Introduction

Globally, beef and milk production from cattle contributes 41% and 29% of greenhouse gas (GHG) emissions from the livestock sector, respectively (Gerber et al. 2013). In Latin America, the main sources of GHG emissions are from land use, land use change, and forestry (35%) and agriculture (23%) (Wellenstein and Hickey 2021). In this context, one sustainable production alternative is the implementation and expansion of silvopastoral systems (SPS). GHG emissions can be reduced in SPS versus conventional grazing systems; hence, lower environmental burdens per product are generated (Rivera et al. 2016; Murgueitio et al. 2012).

Silvopastoral systems contribute to reduce deforestation, furnish a diversified source of income to farmers, provide ecosystem services (water, carbon sequestration, nutrient recycling, biodiversity), increase welfare and animal production, as well as quality of pastures, and contribute to mitigate GHG emissions (Alonso 2011; Fernández 2008; Alegre et al. 2012; Fluker et al. 2016; Montagnini et al. 2013; Pérez et al. 2005; Pezo et al. 2019; Pizarro et al. 2019).

Livestock in Peru is characterized by small-scale productions (< 10 head of cattle), which represent 85.9% of the total nationally. Additionally, 39.4% of the national milk production comes from these cattle herds (MINAGRI 2017). In the same way, the Peruvian Amazon is characterized by dairy cattle productions under SPS as “living fences” and “scattered trees in pastures” (Pizarro et al. 2019). However, the environmental impact from this type of system is unknown.

Carbon footprint (CF) is an environmental impact indicator, which estimates direct and indirect GHG emissions generated and emitted into the atmosphere during the life cycle of a product along the production chain (Vistoso et al. 2015). It is normally expressed in kg of CO2 equivalent (CO2e) per kg of product (IPCC 2019a). Some methodologies used for its evaluation are as follows: ISO 14040, 14044, 14067, PAS 2050, GHG Protocol, IDF Common Carbon Footprint methodology (IDF 2015). It is crucial to know the CF value for the implementation of mitigation strategies (Mainar 2019).

Therefore, the objective of this study was to estimate the CF of milk production (kg CO2e/kg of FPCM) on silvopastoral dairy systems in the Peruvian Amazon.

Materials and methods

Study location

The study was carried out on eight farms in Juan Guerra, San Martín, Peru. Juan Guerra is located at 230 m above sea level, latitude 6° 35′ West, longitude 76° 19′ South. San Martin region is characterized by farms dedicated to milk production (32,697 t/year) and beef (5443 t/year) (MIDAGRI 2020).

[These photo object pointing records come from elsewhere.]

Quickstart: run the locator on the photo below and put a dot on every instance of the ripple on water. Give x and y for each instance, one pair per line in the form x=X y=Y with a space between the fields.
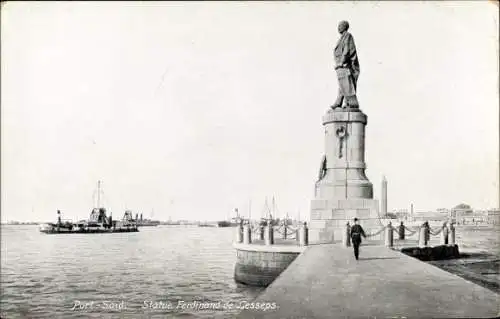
x=43 y=276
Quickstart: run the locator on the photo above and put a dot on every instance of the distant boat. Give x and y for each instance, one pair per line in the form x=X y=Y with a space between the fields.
x=97 y=223
x=230 y=223
x=146 y=222
x=205 y=224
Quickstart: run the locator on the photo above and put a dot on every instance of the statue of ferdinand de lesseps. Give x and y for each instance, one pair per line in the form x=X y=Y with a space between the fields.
x=347 y=68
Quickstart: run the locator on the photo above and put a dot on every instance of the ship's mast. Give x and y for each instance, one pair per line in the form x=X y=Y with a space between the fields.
x=98 y=194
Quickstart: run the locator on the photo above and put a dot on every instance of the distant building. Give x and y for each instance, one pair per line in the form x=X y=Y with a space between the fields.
x=493 y=216
x=460 y=213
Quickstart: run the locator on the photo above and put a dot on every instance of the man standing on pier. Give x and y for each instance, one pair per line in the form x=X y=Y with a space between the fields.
x=356 y=233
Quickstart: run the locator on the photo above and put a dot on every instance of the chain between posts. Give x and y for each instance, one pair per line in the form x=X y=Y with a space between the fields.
x=378 y=232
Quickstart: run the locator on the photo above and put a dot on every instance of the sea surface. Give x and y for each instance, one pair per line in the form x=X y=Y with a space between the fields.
x=159 y=272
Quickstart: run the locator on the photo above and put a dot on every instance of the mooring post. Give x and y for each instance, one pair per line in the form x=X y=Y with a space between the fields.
x=304 y=235
x=452 y=234
x=444 y=235
x=389 y=237
x=401 y=231
x=269 y=234
x=346 y=238
x=422 y=242
x=239 y=234
x=247 y=234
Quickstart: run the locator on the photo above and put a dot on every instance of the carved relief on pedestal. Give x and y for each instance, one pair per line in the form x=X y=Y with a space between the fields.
x=341 y=134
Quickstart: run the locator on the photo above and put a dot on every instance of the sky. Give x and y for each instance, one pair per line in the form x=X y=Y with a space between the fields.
x=188 y=110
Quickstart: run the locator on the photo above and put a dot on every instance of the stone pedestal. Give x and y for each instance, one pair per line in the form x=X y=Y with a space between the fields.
x=343 y=192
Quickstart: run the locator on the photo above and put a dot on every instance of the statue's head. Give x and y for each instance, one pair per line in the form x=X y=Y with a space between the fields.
x=343 y=26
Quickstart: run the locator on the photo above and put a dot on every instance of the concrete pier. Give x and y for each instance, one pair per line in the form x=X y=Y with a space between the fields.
x=325 y=281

The Juan Guerra district has a semi-dry and warm climate, a tropical dry forest ecosystem, an average temperature of 26.2 °C, and an annual rainfall of 1213 mm (IDERSAM 2016).

Carbon footprint analysis

The methodology used was described by the methodological guide of the International Dairy Federation (IDF) 479/2015, which uses the methodological structure of ISO 14040, 14044, 14067 standards, PAS 2050, and GHG Protocol (IDF 2015). This study used the life cycle analysis (LCA) methodology from “cradle to farm gate” to estimate and describe the carbon footprint of milk production for each of the 8 farms evaluated. The LCA steps followed for its calculation are detailed below.

Goal and scope

System limits

Figure 1 shows the incomes and outcomes from the system. GHG emissions such as methane, nitrous oxide, and carbon dioxide produced from “cradle to farm gate” were estimated.

Fig. 1
figure 1

Limits of milk production system for each dairy farm in a “cradle to farm gate” approach in the San Martín region

Functional unit

A total of 1 kg FPCM and 1 kg of beef were used as functional units. For these estimates, equations provided by the IDF (2015) were used.

$$\mathrm{FPCM }\left(\mathrm{kg}/\mathrm{year}\right)=\mathrm{production }\left(\mathrm{kg}/\mathrm{year}\right)\times \left[0.1226\times \mathrm{milk\:fat\:\%}+0.0776\times \mathrm{milk\:protein\:\%}+0.2534\right]$$

Allocation

The economic allocation was carried out following the equation given by Thoma et al. (2013), considering 4% fat and 3.5% protein. The mass allocation was based on FPCM (kg) and beef (kg) from surplus animals produced per year.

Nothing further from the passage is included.